Throat Unit Collector Modeling for Gasoline Particulate Filter Performance
Pengze Yang, Texas A&M University
The wide application of Gasoline Direct Injection (GDI) engines and the continuously more stringent Particulate Matter (PM) and Particulate Number (PN) regulations make Gasoline Particulate Filters (GPFs) with high filtration efficiency and low pressure drop highly desirable. However, design of these filters is more challenging as compared to their diesel counterparts and research is ongoing to understand how GPF wall microstructure impacts its performance. Previous work has demonstrated that CFD studies are effective ways to investigate these filters. In particular, our previous 2-D CFD study elucidated the pore size and pore size distribution effects on GPF filtration efficiency and pressure drop.
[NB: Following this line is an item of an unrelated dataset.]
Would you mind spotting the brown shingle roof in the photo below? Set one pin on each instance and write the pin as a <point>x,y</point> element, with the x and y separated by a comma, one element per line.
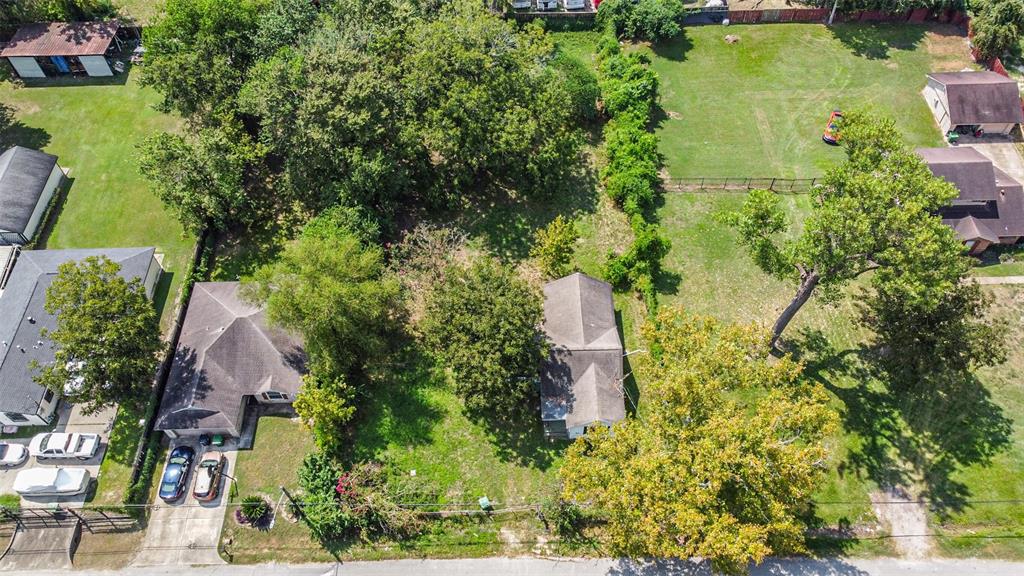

The “throat unit collector” model developed in this study furthers this work in order to characterize the GPF wall microstructure more precisely. Throat unit collectors with different diameter ratios were created and run in ANSYS FLUENT to calculate the size-dependent filtration efficiency. The simulation results indicated a non-linear change of single collector efficiency as the efficiency first decreased and then increased with a decreasing throat unit collector diameter ratio. The simulation results also showed the total wall filtration efficiency increased as the throat unit collector diameter ratio decreased. The throat unit collector model was also used to simulate the wall filtration efficiency change during particulates loading. The decrease of pore size in throat unit collector was to mimic the pore bridging process during loading.